The group of patients undergoing control in the ACS therapy is too small to draw far-reaching conclusions. It should be noted, however, that patients with chronic pain who failed other treatment methods were qualified, and in 2 cases patients after extensive lumbar spine stabilization. In this group, 1 injection in a young patient with intervertebral disc injury in the bulging/hernia stage was performed, however, it did not obtain a satisfactory result in the 2-month follow-up, 1 injection into the sacroiliac joint and 10 periradicular injections in patients with a sever degenerative changes, obtaining 3 good results, 6 average and only 1 bad. In the case of the patient's qualification for the intradiscal administration, several pilot studies were based on interesting results regarding the chances of stopping the degeneration of the intervertebral disc at an early stage of the process by administering biologically active substances such as platelet rich plasma (PRP) or autologous conditioned plasma (ACS).23−25 In the ozone discolysis group the L4/L5 disc protrusion predominated in this group, although only half of the patients obtained a satisfactory result, it should be emphasized that only 3 patients had to undergo surgical treatment, the rest despite the average result could undertake further rehabilitation that would restore their functional status. In the publications of Italian authors having the largest material of patients undergoing ozone discolysis, about 70% of patients report a positive result, and the addition of steroid periradicularly during the procedure shows a cumulative effect still improving results compared to the group of ozone itself.26

Ozone periradicular injection group - the most numerous in our material and the most inhomogeneous, because in addition to the root-disc conflict in the presence of intervertebral disc hernia, patients also demonstrated critical spinal canal stenosis, spondylolytic instability or degenerative scoliosis with massive degenerative-proliferative changes of the facet joints.
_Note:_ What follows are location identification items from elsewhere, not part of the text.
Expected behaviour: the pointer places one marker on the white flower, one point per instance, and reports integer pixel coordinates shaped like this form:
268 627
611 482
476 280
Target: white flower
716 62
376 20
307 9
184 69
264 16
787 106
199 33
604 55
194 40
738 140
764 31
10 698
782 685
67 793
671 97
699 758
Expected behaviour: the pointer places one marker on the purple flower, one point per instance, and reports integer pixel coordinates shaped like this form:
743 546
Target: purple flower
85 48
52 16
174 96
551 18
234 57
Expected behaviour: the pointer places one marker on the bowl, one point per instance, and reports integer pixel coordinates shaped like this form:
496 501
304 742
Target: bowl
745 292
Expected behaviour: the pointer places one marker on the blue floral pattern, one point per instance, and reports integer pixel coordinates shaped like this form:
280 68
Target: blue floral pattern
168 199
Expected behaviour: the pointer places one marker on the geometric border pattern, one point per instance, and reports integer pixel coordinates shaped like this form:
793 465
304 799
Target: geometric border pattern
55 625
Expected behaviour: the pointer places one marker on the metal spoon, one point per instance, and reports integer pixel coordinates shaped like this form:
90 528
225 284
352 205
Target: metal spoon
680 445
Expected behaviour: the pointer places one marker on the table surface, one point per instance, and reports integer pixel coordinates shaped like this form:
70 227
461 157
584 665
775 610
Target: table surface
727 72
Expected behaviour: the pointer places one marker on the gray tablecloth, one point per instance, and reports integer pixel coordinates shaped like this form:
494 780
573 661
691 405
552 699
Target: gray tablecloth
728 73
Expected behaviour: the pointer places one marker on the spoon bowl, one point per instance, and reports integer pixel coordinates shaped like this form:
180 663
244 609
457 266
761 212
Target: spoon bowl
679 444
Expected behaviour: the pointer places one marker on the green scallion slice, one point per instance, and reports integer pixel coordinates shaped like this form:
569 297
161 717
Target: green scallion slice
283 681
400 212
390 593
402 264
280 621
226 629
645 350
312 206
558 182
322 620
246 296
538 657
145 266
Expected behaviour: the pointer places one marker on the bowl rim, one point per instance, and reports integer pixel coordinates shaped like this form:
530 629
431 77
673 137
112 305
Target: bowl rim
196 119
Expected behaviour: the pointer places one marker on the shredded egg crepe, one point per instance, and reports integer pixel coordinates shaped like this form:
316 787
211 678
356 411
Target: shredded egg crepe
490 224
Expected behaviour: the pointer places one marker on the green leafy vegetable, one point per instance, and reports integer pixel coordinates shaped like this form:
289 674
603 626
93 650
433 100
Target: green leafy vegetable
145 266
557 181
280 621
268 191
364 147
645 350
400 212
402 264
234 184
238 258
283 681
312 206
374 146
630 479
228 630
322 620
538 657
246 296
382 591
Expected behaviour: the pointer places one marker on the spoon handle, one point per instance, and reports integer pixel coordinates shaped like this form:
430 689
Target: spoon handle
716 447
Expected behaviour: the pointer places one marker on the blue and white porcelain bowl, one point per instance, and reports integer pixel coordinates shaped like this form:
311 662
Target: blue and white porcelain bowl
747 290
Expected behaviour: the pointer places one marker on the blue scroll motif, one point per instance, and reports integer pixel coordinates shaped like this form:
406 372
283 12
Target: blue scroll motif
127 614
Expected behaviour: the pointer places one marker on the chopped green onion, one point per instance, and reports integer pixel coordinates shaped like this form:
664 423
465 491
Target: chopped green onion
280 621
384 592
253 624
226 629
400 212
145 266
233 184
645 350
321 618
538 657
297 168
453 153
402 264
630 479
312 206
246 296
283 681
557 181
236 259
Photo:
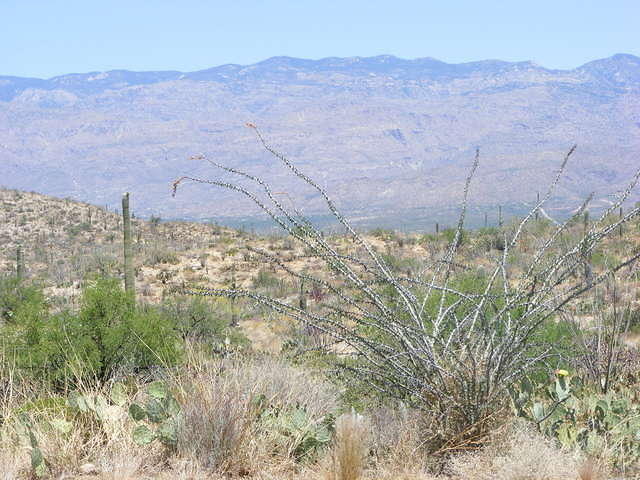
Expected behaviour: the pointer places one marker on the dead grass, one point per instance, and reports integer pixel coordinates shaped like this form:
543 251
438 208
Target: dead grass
350 447
522 455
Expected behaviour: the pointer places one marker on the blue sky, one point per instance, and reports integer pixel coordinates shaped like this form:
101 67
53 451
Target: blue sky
43 38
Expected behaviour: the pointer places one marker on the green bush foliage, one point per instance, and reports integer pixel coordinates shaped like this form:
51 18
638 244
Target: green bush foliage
109 334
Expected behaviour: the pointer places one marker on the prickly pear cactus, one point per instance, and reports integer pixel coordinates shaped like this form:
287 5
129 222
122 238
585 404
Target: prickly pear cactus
159 417
578 415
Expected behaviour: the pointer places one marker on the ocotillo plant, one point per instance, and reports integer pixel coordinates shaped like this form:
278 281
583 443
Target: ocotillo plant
426 339
19 263
129 280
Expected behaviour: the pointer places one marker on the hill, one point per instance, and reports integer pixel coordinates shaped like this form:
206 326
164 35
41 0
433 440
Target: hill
392 139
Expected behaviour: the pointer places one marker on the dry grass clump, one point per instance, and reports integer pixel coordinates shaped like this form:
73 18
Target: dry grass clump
221 430
523 455
350 447
397 440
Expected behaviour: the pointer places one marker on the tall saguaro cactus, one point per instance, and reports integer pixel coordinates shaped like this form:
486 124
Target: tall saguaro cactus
129 281
19 263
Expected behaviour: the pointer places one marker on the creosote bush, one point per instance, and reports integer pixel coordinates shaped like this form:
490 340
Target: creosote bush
108 335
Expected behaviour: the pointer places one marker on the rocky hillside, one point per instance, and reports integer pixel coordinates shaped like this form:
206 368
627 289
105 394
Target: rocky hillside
391 139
In this group there were cases qualified for surgery, and the procedure was often treated as a symptomatic treatment. Nevertheless, in half of the cases a satisfactory result was obtained allowing further rehabilitation or injection therapy (collagen, serum, etc.) and only 25% of patients assessed this procedure unambiguously negatively and 3 patients in this group had to undergo surgical treatment. Taking into consideration the advanced age of treated patients and the severity of degenerative changes in this group, which is very often a borderline condition for conservative treatment - the above-mentioned, not too spectacular results should be interpreted with some reserve. The procedure has also an additional diagnostic value. After achieving improvement even partially, one can hope that the continuation of conservative treatment will have a chance of success. Although the literature about periradicular steroid injection is very rich and confirms their effectiveness, Benetti et al.29 showed a comparable effect of periganglionic injections made using only ozone, yielding over 78% of satisfactory results.27−29


  1. Computed tomography in the bone window and 3D reconstruction has a significant advantage over other forms of spinal injections guidance
  2. Laser navigation combined with computed tomography image, especially in 3D reconstructions, allows very precise placement of the needle even in very difficult conditions related to severe degenerative changes and in the presence of postoperative implants
  3. Diagnostic injections with the precision that CT provides with navigation using the triad-ozone, steroid, local anesthetic are a very effective prognostic factor and guide for further treatment
  4. Therapy with ACS seems to be an interesting option in further anti-inflammatory therapy in patients with a clear improvement after a diagnostic injection.



Conflict of interest

Author declares that there is no conflict of interest.